The study done by Carson and Setia showed that the periodic update (PU) policy, while easily 
implemented, can perform quite badly. By dumping all the dirty blocks into the disk queue at 
once, PU can cause lengthy queueing delays. Latency- sensitive synchronous operations, such as 
file reads or synchronous writes, are forced to wait behind latency-insensitive asynchronous 
operations in the queue. If the system were to use a write-through (WT) policy instead, disk 
write operations would normally be spread out more over time, and the queues would be shorter. 

Carson and Setia show that the relative performance of WT and PU, measured in terms of 
mean read-response time, depends on several parameters: 

Read load 

The ratio of read operation arrival rate to the rate that the disk can support.
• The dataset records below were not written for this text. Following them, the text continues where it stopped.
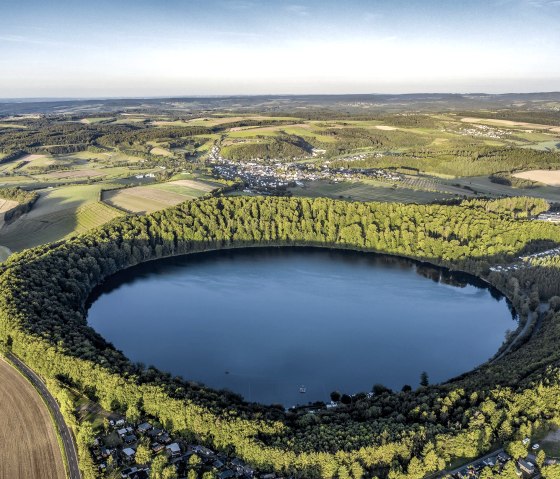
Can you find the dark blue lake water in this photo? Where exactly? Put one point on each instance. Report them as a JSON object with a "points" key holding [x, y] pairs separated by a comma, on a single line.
{"points": [[264, 322]]}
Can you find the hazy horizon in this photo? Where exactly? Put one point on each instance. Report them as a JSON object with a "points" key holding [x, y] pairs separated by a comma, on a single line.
{"points": [[147, 49]]}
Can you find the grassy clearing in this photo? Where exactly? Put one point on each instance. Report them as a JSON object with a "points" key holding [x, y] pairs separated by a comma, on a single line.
{"points": [[58, 213], [484, 186], [28, 443], [145, 199], [4, 253], [548, 177], [362, 191], [158, 150], [6, 205]]}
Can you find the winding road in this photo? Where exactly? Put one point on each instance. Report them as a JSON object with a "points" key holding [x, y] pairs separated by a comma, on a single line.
{"points": [[65, 434]]}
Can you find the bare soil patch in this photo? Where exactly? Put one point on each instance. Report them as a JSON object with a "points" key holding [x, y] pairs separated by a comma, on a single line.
{"points": [[548, 177], [28, 444]]}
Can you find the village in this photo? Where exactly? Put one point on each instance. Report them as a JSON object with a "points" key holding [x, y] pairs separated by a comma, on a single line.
{"points": [[526, 261], [269, 176], [119, 449]]}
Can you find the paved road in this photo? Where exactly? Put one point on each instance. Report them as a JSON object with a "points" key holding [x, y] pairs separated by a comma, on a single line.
{"points": [[67, 438], [474, 461]]}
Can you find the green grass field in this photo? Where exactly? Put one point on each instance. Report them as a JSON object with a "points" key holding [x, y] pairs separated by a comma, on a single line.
{"points": [[59, 213], [361, 191]]}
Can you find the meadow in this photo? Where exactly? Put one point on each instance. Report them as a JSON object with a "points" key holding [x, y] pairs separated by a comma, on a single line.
{"points": [[91, 169]]}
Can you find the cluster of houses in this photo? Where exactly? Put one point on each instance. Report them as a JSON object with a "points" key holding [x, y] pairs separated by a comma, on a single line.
{"points": [[265, 175], [147, 175], [482, 131], [526, 261], [117, 449], [525, 468], [553, 216]]}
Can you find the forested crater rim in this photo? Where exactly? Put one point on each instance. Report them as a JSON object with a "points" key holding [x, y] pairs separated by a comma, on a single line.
{"points": [[42, 312]]}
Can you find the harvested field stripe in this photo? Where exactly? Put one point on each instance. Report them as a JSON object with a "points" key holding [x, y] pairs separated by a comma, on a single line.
{"points": [[29, 447]]}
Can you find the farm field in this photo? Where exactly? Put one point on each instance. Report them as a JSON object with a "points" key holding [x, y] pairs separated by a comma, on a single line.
{"points": [[361, 191], [548, 177], [6, 205], [145, 199], [58, 213], [512, 124], [28, 444], [4, 253], [483, 186]]}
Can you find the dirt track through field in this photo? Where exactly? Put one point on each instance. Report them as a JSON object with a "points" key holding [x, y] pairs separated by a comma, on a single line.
{"points": [[548, 177], [28, 444], [6, 205]]}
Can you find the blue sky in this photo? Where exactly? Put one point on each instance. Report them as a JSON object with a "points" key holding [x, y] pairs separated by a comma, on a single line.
{"points": [[129, 48]]}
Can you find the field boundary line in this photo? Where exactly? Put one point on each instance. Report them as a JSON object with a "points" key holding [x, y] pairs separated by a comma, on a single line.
{"points": [[30, 375]]}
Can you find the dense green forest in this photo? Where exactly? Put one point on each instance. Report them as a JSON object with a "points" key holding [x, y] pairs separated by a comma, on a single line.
{"points": [[44, 292], [282, 147]]}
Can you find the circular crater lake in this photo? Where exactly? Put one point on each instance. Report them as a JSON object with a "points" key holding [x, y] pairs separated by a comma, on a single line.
{"points": [[263, 322]]}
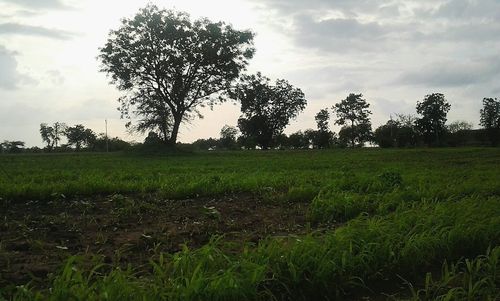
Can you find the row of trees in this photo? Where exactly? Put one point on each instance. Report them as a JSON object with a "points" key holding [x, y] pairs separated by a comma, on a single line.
{"points": [[78, 137], [352, 114], [169, 66]]}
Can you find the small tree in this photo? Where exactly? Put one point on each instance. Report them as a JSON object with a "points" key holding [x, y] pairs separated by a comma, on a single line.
{"points": [[52, 134], [323, 137], [79, 136], [459, 125], [170, 66], [12, 146], [47, 133], [228, 135], [490, 119], [266, 108], [431, 125], [322, 118], [353, 114], [59, 130]]}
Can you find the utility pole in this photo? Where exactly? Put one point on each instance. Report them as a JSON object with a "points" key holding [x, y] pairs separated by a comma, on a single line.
{"points": [[107, 145]]}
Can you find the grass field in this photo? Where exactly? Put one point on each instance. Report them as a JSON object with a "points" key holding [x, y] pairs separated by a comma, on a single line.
{"points": [[365, 224]]}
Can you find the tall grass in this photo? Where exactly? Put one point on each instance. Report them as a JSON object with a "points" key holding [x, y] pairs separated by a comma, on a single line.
{"points": [[366, 256]]}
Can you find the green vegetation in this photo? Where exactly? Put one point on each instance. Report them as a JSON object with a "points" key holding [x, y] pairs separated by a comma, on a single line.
{"points": [[420, 224]]}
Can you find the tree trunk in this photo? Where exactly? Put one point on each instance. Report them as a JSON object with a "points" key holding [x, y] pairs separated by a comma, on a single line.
{"points": [[352, 133], [175, 130]]}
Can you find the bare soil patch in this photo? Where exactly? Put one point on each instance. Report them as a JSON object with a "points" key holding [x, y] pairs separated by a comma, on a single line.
{"points": [[36, 237]]}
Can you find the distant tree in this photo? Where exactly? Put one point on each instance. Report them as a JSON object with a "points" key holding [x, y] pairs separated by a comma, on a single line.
{"points": [[298, 140], [490, 119], [459, 125], [228, 135], [205, 144], [79, 136], [361, 132], [153, 139], [103, 143], [170, 66], [323, 137], [433, 110], [266, 108], [385, 135], [322, 118], [47, 133], [51, 135], [399, 132], [59, 130], [353, 114], [12, 146]]}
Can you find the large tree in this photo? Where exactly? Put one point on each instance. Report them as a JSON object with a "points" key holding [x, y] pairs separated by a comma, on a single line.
{"points": [[490, 119], [47, 133], [52, 134], [79, 136], [266, 108], [353, 114], [169, 66], [323, 137], [433, 110]]}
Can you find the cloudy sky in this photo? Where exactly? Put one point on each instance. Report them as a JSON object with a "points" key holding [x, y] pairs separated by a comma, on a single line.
{"points": [[394, 52]]}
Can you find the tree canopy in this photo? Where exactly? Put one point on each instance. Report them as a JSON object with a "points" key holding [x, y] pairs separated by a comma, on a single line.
{"points": [[353, 114], [266, 108], [490, 119], [169, 66], [79, 136], [433, 109]]}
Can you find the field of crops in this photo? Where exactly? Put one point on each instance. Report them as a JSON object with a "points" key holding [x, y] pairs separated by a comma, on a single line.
{"points": [[364, 224]]}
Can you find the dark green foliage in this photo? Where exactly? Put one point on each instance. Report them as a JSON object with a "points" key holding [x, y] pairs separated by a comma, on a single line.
{"points": [[79, 136], [355, 136], [431, 125], [266, 109], [228, 135], [170, 66], [490, 119], [396, 133], [353, 114], [12, 147]]}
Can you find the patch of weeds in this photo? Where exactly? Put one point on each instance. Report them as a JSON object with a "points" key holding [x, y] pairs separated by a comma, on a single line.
{"points": [[211, 212], [390, 179]]}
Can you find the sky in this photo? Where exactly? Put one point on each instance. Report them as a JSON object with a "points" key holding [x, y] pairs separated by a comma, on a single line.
{"points": [[394, 52]]}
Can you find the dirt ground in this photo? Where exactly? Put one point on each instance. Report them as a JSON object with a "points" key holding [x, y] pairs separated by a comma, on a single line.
{"points": [[36, 237]]}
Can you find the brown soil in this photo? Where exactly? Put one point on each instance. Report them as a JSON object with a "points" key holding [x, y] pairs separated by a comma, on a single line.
{"points": [[36, 237]]}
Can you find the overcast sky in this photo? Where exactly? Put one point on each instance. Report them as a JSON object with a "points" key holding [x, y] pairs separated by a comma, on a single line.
{"points": [[394, 52]]}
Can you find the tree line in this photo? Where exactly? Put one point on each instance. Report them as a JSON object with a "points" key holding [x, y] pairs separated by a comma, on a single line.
{"points": [[427, 128], [78, 138], [169, 66]]}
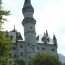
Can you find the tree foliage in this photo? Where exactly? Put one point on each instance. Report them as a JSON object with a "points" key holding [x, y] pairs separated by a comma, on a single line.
{"points": [[45, 59], [4, 41]]}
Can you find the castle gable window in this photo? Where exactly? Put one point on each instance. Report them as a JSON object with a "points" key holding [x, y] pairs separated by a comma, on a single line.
{"points": [[21, 46], [21, 53]]}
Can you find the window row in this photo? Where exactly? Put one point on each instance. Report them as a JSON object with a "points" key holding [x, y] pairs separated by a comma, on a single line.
{"points": [[10, 55]]}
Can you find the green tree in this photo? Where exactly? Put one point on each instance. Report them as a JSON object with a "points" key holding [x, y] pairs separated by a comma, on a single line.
{"points": [[4, 41], [45, 59], [19, 62]]}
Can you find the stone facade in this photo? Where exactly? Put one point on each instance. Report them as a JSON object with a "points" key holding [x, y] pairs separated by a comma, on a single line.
{"points": [[28, 48]]}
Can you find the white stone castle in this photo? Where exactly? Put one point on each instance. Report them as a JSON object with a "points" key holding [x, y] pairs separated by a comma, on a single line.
{"points": [[32, 45]]}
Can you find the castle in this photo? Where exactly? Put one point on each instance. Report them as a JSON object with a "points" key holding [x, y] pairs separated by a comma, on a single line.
{"points": [[28, 48]]}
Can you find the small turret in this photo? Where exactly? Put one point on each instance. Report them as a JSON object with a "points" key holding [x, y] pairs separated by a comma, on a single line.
{"points": [[28, 10], [54, 40]]}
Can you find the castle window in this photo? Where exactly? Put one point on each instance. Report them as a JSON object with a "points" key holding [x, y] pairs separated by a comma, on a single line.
{"points": [[38, 47], [52, 49], [43, 48], [31, 27], [11, 37], [10, 48], [33, 49], [14, 48], [21, 53], [21, 46], [29, 57], [10, 55]]}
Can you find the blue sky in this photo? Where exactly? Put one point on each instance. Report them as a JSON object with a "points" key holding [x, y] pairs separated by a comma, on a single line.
{"points": [[49, 14]]}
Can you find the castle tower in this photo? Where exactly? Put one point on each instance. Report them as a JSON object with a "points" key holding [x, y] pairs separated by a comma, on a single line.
{"points": [[29, 29]]}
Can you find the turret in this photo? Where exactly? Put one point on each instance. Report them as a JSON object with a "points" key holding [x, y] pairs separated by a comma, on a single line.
{"points": [[28, 9], [29, 29], [54, 40]]}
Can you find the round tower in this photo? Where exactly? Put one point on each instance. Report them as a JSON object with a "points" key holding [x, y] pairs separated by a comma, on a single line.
{"points": [[29, 29]]}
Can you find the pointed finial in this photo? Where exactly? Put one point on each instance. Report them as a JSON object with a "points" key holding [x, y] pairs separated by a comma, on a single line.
{"points": [[14, 27], [46, 33]]}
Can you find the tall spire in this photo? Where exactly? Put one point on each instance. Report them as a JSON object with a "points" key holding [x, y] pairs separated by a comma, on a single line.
{"points": [[27, 6]]}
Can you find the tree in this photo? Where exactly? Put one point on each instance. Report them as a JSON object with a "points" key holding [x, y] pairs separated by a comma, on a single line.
{"points": [[45, 59], [19, 62], [4, 41]]}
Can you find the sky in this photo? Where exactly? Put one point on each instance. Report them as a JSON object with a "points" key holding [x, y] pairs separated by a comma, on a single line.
{"points": [[49, 15]]}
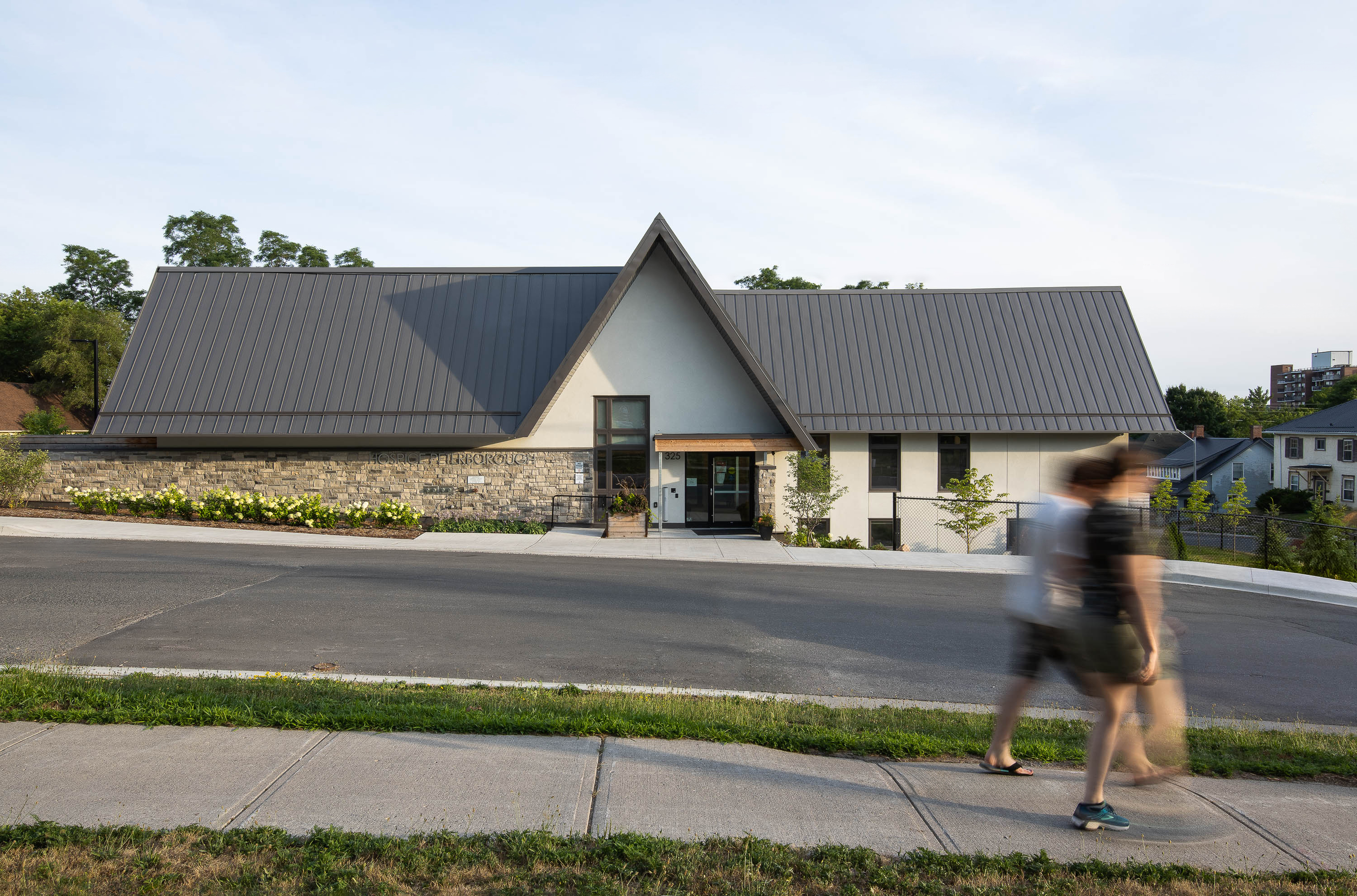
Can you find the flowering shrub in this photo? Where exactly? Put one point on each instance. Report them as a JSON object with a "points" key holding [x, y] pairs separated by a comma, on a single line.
{"points": [[397, 514], [138, 503], [95, 500], [222, 504], [504, 527], [171, 502], [357, 514]]}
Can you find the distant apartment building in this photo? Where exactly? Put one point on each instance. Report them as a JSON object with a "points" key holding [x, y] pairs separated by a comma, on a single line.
{"points": [[1292, 387]]}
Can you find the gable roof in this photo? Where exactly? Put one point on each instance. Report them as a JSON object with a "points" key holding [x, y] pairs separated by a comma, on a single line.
{"points": [[939, 360], [486, 351], [346, 351], [1340, 418], [661, 238], [1212, 451]]}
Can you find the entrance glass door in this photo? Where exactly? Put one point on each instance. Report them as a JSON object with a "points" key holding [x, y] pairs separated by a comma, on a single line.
{"points": [[731, 489], [718, 489]]}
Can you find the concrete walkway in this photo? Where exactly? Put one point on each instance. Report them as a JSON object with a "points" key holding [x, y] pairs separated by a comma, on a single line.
{"points": [[676, 545], [409, 782]]}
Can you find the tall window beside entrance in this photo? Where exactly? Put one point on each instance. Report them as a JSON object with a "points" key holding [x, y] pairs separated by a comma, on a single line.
{"points": [[884, 460], [622, 436], [953, 458]]}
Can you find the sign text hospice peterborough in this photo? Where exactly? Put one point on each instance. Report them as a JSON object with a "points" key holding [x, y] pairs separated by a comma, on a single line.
{"points": [[443, 457]]}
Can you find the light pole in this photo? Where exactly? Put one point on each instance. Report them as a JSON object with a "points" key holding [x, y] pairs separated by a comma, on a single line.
{"points": [[95, 342]]}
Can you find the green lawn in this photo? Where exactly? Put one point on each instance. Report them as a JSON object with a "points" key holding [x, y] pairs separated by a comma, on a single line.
{"points": [[48, 858], [896, 734]]}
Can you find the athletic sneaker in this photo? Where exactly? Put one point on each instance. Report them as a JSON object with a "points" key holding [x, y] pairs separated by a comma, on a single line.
{"points": [[1090, 816]]}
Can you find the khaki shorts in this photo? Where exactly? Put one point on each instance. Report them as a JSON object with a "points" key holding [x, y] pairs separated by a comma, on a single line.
{"points": [[1110, 647]]}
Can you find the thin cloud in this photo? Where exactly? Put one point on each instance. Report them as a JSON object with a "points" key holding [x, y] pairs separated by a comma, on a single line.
{"points": [[1252, 188]]}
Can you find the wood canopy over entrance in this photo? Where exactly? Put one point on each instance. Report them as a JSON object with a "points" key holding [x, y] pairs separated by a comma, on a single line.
{"points": [[728, 441]]}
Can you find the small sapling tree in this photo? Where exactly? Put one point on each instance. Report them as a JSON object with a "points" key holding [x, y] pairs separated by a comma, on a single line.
{"points": [[1235, 510], [969, 511], [812, 493]]}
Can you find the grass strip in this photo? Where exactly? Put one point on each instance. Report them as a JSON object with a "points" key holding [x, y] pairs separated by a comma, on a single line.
{"points": [[897, 734], [49, 858]]}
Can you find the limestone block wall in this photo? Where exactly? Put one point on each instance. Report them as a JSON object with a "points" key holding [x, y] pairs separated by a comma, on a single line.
{"points": [[471, 484]]}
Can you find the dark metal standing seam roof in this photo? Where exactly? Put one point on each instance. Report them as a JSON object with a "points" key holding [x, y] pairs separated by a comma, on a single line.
{"points": [[288, 351], [931, 360]]}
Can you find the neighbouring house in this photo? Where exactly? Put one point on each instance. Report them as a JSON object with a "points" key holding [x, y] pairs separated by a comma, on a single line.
{"points": [[1319, 454], [535, 391], [1292, 387], [1219, 464]]}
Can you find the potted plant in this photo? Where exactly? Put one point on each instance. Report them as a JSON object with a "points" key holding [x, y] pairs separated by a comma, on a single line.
{"points": [[764, 525], [629, 517]]}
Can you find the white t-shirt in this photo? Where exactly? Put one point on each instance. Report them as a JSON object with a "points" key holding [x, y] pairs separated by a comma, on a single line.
{"points": [[1044, 595]]}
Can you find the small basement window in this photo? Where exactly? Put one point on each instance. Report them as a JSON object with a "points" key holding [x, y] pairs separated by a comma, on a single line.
{"points": [[953, 458]]}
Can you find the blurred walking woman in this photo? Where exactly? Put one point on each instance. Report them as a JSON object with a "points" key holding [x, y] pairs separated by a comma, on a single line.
{"points": [[1120, 628]]}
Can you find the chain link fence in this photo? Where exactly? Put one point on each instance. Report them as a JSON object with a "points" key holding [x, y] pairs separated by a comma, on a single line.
{"points": [[960, 526], [957, 526]]}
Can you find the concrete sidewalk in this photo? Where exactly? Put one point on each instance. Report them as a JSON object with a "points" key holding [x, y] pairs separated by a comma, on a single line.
{"points": [[409, 782], [676, 545]]}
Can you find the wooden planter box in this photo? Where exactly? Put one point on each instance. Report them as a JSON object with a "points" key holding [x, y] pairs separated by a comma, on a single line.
{"points": [[629, 526]]}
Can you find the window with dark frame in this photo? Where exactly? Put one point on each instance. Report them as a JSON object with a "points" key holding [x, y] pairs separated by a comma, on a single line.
{"points": [[884, 464], [953, 458], [622, 450]]}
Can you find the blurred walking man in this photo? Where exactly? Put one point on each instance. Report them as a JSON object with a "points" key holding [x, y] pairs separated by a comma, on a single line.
{"points": [[1045, 603]]}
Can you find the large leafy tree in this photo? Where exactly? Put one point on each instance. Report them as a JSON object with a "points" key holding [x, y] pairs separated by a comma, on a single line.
{"points": [[352, 258], [769, 279], [1245, 412], [101, 279], [1193, 406], [1344, 390], [313, 257], [277, 250], [205, 241], [37, 345]]}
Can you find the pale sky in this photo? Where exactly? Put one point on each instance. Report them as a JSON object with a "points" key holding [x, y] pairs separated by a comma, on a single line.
{"points": [[1200, 155]]}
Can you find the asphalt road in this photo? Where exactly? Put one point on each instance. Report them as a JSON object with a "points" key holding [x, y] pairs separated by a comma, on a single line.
{"points": [[811, 631]]}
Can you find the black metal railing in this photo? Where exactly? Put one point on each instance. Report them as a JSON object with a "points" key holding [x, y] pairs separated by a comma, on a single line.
{"points": [[579, 510]]}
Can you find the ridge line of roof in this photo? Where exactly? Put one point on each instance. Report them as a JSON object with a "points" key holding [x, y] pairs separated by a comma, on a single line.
{"points": [[394, 270], [887, 292]]}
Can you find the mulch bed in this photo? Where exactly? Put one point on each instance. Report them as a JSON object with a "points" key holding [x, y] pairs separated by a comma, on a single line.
{"points": [[127, 517]]}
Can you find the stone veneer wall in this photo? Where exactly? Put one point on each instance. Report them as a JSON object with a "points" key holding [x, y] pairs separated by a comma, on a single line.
{"points": [[517, 484], [767, 484]]}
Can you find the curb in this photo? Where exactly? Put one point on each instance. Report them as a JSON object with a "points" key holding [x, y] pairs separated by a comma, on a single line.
{"points": [[1292, 586]]}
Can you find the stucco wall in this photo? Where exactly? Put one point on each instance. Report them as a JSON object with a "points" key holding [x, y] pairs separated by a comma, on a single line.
{"points": [[659, 342], [517, 485], [1022, 465]]}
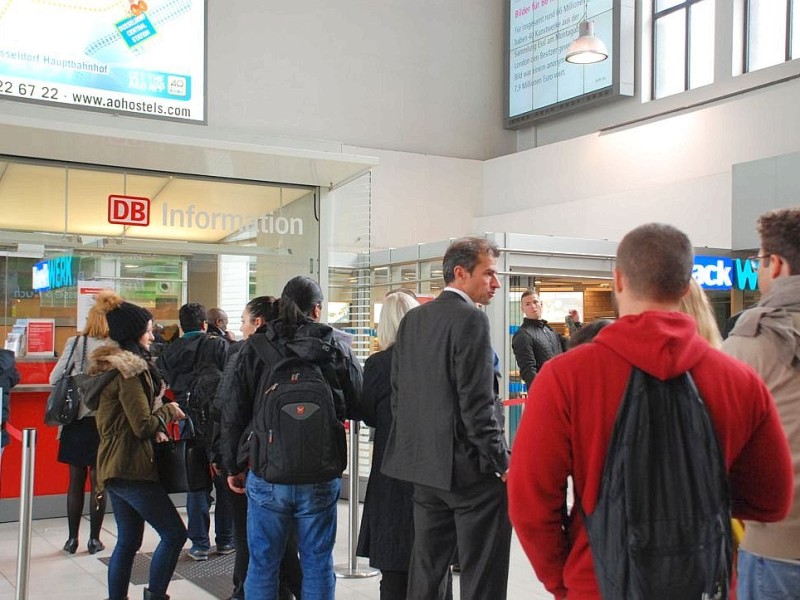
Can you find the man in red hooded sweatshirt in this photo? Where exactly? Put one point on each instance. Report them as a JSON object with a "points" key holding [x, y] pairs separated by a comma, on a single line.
{"points": [[572, 406]]}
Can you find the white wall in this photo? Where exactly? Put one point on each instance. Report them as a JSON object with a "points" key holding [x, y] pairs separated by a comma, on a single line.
{"points": [[410, 76], [419, 85], [677, 170], [422, 198]]}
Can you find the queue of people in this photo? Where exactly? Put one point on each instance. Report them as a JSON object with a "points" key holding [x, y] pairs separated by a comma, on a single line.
{"points": [[445, 487]]}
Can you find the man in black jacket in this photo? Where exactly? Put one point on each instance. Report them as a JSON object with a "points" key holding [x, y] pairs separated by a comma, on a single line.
{"points": [[178, 364], [535, 342], [275, 507], [445, 436]]}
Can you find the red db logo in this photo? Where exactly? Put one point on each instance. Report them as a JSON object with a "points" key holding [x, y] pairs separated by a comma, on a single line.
{"points": [[129, 210]]}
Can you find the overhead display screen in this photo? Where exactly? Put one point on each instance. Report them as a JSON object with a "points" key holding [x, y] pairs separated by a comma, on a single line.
{"points": [[540, 80], [143, 58]]}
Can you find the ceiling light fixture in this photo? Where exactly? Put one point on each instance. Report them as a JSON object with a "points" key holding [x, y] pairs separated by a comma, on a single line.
{"points": [[588, 48]]}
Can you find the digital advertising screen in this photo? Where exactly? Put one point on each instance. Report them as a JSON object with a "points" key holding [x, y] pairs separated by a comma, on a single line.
{"points": [[143, 58], [540, 81]]}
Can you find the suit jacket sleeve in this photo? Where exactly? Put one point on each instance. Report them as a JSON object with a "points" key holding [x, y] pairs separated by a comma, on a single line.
{"points": [[522, 345], [474, 369]]}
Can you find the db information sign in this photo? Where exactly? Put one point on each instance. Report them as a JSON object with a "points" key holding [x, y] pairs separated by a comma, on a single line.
{"points": [[129, 210]]}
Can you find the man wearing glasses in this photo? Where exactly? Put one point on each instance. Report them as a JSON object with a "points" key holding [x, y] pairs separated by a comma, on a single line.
{"points": [[535, 342], [767, 337]]}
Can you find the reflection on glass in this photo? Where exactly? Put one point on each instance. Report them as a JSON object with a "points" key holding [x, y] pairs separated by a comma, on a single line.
{"points": [[665, 4], [701, 61], [670, 53], [766, 34]]}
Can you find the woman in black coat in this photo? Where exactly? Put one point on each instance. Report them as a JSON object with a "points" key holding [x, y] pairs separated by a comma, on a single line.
{"points": [[387, 524]]}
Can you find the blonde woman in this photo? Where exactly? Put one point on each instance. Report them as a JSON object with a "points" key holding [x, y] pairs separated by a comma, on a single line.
{"points": [[696, 304], [79, 440], [387, 527]]}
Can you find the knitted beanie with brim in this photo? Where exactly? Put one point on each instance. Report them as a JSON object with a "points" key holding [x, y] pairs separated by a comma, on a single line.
{"points": [[126, 321]]}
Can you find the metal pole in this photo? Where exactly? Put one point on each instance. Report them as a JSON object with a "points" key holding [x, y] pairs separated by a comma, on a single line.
{"points": [[351, 570], [25, 512]]}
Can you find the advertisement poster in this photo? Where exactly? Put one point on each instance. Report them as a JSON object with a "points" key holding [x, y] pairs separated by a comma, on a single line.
{"points": [[41, 337], [541, 31], [144, 57], [86, 293]]}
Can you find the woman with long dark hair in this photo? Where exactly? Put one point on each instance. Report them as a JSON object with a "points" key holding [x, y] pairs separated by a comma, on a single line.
{"points": [[128, 426], [275, 508]]}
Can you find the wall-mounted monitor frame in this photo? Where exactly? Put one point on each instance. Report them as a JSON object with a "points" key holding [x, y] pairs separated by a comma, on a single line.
{"points": [[144, 58], [539, 83]]}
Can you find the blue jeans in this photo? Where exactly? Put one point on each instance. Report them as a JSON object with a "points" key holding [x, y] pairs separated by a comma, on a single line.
{"points": [[273, 509], [135, 502], [198, 506], [762, 578]]}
A read load of 
1.0 is one that the disk could just barely keep up with, if no writes were done. 

Write load 

The ratio of write operation arrival rate to the rate that the disk can support. 

Cache hit ratio for writes 

The fraction of write operations that are satisfied by modifying already-dirty blocks in the 
buffer cache. 

They expressed their results in tables showing, for a given read load and write load, what write - 
hit ratio PU requires in order to match or exceed the performance of WT. (Since WT causes disk 
writes to occur almost immediately, it cannot benefit from write hits in the cache.) 

They found that: 

• When the disk is not overloaded, ' 'the cache must eliminate 80-90 % of all write 
accesses before the PU policy pays off." 

• Under heavy loads, the PU policy gets some benefit from write-hits in the cache, 
and thus reduces the overall disk load. In cases where the WT policy would saturate 
the disk, the PU policy gives a lower mean read-response time. 

Cache hit rates vary, depending on cache size, application, and replacement policy, but we are 
unlikely to achieve average write-hit rates exceeding 80%. For example, Baker et al. [1] traced 
user-level file access patterns in a distributed system and found that 88% of the bytes written 
were written sequentially; if the applications in question used traditional buffering strategies, 
most of these sequential writes would not have hit already-dirty buffer-cache blocks, and so the 
write-hit rate must have been quite low. 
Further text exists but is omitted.